Google's Plans For Its New London HQ Officially Submitted

It has been revealed this week that Google has submitted a formal planning application for a new building overlooking King's Cross Station in London. The 93,000-square-meter building will feature a running track, swimming pool, and a huge rooftop garden, and along with two other buildings will provide a campus for around 7,000 of Google's UK-based employees, with construction estimated to begin in 2018. Bjarke Ingels Group and Heatherwick Studios are designing the building, which is the first to be designed for, and owned in full by Google Inc. outside of the United States. The building has been categorized as a "landscraper" and when completed it will be longer than the Shard is tall. The Shard is London's most iconic building and is 1,004 feet tall, or 1,016 feet if you count all the way to the tip of the building.

The building will be known as Zone A and its height will range from seven to eleven stories. As well as the rooftop garden which will span the entire building and incorporate the running track and landscaped terraces, the plans submitted to Camden Council also show amenities such as ground level shops, an events center, a swimming pool, a gym and sports court, and four cafes for staff. There are also plans to incorporate a diagonal staircase which will connect all the various spaces. Outside, there is space for just four cars to park, as well as space for 686 bikes. There will be solar panels on the roof of the building which will provide a combined annual output of almost 20MWh. Joe Borrett, head of real estate and construction at Google, said: "We are excited to be able to bring our London Googlers together in one campus, with a new purpose-built building that we’ve developed from the ground up."

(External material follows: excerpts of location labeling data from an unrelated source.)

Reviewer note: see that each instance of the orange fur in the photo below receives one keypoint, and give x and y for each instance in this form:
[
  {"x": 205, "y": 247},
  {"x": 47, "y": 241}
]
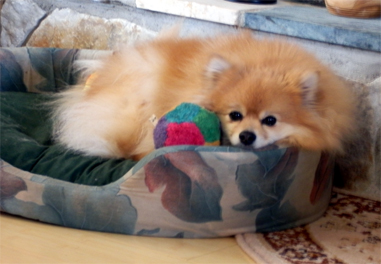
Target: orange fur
[{"x": 228, "y": 73}]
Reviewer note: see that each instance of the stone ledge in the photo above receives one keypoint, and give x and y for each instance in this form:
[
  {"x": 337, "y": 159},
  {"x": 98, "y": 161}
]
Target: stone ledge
[
  {"x": 317, "y": 24},
  {"x": 285, "y": 18}
]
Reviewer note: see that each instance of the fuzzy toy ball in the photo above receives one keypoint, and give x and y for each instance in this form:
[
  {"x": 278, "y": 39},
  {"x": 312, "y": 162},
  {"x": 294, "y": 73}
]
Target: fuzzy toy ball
[{"x": 187, "y": 124}]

Google have so far declined to comment on how much the entire project is estimated to cost. There is also no estimated completion date - Google's first project was given the green light back in 2013, so it is already thought to be long overdue. The project was originally in the hands of a British firm of architects called Alford Hall Monaghan Morris (AHMM), who planned a $1 Billion dollar structure which featured among other things, a climbing wall. The CEO of Google, Larry Page labelled the plans "boring" and gave the project to Heatherwick, who are also currently designing Google's new California campus.